Today my favourite and dearest aunt Leila came to our stall. Leila has always helps us. At one time she used to work with mum at the big factory, the “Red Hammer”.

No sooner had she come near us than she began to beg us to leave Grozny. My mum paid hardly any attention. She said, “I don’t know what kind of people there are elsewhere. How do they live? They have no customs or rules. I have no close relatives anywhere. No acquaintances either. I have lived here all my life since I was fifteen. Here I have the graves of two relatives – my grandmother and my father. I own my house – that is very important. Ruslan is here. So what if it’s not an official marriage? I still have support. If I leave with the child, what are we to do? Am I to live alone?”

I was very offended by that Chechen fellow, Vandam. He saw me in my scarf and burst out laughing. “Why are you all dressed up? Where are you off to?” he said. Then he spat, the swine.

Once he sent his aunt over to us to get acquainted. His aunt made much of my mum, gave her treats. This is customary in the East, to get acquainted and to introduce a boy and a girl to each other. She even openly asked for my hand in marriage to her nephew. But she concealed the fact that he already had a wife. We learned this from some other folk.

13 October

At night we listen to the booming guns. In the daytime, we ply our trade. Sonia’s attitude towards us has worsened. I don’t know if I have offended her with my frequent requests. Or have our competitors said something to her?

These days I wear a scarf like Aunt Kusum. She often praises me. She sits next to us in the market and brushes my hair. She says, “Come on, let’s get you a perm!”

Daud’s friend came over again. He bought me an ice-cream. Does he like me? I heard this from Aunt Kusum, Daud’s mum. This chap asked me, “How old are you?” When he heard that I was only fourteen, he was surprised. “You are so small! I thought you were older. You know, you look so much like Princess Budur in my favourite fairy-tale.” I laughed and declared that he was Aladdin! We looked at each other for a long time in silence. I was taken aback at my own courage. Previously I would keep quiet in the company of boys, and only listen; now here I was – talking.

Aladdin has lovely eyes. His hair is black, curly, down to his shoulders. He is definitely like a prince. I remembered that I saw him once in a dream. It was a long time ago, when I was a toddler, before I went to school.

Polina's Diaries

 

 

Aladdin told me he is 23 years old. His father has another family. He has his mother and his sister. They live in a village. Suddenly shy, he stared for a long time at his shoes,  and left without saying goodbye.

14 October

Our business is barely alive. We have money to buy food, but we can hardly save anything.

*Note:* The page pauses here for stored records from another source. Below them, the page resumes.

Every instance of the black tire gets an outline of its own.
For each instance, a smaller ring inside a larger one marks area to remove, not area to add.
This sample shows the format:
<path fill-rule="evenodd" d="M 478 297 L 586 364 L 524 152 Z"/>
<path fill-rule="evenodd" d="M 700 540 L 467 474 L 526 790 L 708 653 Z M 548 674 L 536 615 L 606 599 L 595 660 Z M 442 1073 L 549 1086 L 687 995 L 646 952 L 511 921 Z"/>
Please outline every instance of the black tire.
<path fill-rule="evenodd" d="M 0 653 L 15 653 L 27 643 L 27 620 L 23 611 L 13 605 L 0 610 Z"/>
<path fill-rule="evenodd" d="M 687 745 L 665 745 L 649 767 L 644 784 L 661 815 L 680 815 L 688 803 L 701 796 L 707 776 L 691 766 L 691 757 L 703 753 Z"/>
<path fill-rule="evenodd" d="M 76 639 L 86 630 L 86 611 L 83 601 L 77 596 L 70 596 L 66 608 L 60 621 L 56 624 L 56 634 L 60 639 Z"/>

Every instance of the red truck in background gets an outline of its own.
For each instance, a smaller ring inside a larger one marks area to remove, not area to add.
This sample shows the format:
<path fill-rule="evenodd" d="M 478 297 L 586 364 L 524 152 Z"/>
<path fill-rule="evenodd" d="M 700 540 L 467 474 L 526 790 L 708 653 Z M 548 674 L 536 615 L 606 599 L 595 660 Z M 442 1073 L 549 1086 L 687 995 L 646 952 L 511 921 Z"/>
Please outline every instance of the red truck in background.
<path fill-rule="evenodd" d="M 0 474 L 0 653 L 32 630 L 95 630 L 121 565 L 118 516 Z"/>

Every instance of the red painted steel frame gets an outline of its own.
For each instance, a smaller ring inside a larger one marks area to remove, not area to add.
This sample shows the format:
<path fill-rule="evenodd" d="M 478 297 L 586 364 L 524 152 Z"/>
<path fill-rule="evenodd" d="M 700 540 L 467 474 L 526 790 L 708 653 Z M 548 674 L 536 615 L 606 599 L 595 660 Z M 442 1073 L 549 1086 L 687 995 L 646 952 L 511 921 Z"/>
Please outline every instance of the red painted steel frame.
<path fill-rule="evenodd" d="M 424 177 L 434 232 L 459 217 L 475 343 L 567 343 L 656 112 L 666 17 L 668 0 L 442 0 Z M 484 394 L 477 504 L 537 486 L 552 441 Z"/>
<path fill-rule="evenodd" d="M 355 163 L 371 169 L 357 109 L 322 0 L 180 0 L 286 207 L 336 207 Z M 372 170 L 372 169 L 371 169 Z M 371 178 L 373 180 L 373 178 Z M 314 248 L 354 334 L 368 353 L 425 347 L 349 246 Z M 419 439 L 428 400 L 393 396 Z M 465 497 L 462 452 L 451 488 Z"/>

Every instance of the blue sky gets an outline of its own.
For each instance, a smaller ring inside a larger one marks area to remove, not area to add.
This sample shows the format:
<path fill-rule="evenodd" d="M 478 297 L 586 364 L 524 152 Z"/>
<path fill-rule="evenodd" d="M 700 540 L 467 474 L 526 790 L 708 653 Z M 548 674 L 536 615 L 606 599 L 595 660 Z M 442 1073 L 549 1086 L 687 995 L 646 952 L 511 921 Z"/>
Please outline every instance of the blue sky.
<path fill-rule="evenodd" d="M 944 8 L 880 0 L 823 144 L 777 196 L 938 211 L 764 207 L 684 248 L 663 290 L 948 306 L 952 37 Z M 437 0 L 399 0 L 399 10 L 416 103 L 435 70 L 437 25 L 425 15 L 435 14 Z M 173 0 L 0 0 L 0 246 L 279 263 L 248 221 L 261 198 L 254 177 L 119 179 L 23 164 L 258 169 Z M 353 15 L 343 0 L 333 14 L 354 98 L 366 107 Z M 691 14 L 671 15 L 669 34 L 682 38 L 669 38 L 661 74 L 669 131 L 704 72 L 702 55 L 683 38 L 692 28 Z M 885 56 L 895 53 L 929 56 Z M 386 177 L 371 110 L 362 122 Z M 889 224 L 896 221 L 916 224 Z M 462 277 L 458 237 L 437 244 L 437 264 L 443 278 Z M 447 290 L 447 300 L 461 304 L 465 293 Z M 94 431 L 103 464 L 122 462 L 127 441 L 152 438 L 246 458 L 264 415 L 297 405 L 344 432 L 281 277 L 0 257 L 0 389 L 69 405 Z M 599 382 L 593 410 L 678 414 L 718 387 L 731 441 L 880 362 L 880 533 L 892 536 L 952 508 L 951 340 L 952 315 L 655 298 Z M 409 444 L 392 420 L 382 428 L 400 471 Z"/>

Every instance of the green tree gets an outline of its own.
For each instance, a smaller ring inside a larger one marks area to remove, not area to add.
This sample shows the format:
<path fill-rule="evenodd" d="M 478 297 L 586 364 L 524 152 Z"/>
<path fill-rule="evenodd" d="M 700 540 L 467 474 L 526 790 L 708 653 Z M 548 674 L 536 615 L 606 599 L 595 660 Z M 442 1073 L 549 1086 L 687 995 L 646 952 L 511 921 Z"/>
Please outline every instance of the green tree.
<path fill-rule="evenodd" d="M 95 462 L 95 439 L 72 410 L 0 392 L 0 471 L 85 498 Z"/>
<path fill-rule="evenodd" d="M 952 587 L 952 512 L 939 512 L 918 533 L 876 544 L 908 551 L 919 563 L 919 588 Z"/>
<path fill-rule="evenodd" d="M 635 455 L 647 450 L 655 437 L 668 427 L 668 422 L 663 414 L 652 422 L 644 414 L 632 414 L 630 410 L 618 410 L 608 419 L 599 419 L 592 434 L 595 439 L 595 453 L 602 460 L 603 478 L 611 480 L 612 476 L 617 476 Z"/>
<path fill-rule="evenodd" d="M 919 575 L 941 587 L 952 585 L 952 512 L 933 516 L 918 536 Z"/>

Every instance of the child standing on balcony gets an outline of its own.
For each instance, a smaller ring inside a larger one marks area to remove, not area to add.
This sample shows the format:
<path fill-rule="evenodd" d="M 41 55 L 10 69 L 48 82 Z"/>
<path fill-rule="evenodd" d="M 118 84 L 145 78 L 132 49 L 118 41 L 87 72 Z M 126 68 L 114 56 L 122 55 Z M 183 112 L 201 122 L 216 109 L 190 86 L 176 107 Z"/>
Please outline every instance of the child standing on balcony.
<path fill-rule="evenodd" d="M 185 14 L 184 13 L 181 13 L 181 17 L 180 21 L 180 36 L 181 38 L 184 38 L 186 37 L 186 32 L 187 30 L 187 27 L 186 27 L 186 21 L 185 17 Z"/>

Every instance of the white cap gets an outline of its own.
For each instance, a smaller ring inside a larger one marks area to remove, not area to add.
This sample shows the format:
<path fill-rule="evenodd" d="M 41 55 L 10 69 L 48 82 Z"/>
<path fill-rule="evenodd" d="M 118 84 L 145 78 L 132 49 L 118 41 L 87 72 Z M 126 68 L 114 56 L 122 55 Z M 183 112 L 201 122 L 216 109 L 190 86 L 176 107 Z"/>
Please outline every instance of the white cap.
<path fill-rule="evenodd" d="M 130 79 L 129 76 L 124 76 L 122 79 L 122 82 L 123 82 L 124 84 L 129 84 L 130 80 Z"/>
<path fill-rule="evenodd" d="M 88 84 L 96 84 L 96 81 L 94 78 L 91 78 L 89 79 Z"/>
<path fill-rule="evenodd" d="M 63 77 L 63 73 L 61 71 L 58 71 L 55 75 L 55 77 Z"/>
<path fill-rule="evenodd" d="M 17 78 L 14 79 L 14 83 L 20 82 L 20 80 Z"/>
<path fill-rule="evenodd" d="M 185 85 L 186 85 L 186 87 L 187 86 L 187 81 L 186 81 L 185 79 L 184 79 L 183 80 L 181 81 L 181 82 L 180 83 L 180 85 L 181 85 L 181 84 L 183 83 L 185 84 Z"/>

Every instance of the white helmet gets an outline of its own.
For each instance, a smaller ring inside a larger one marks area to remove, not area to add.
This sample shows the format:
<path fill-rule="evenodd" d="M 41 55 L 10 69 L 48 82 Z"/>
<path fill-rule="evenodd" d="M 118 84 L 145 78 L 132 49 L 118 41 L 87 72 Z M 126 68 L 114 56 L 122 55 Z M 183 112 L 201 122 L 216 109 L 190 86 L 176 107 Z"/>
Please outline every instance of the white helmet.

The papers have troubling news about how escaping refugees have to go half the way on foot, how they are freezing, and how vehicles carrying them are shot at on the roads. The way out of the city is very dangerous!

In the morning I went to school. Perhaps there won’t be classes till spring. All the youngsters are wearing military uniform. Many are being called up. No weapons in hand as yet, only radio-sets. The adult men have automatic weapons. Whoever is thirty years or older is armed.

Kusum is in tears, says that her son has left home. She wants my mum to help her bring him back. She begs permission to say that I will agree to marry him. If only he would abandon his new friends and come back! We support Kusum’s idea. I warn her that I would definitely help her, even if I left later. In the event, Kusum didn’t dare take me with her and went by herself. But she came back without her son. Daud said he trusted his companions and wouldn’t leave them till the end… We all wept.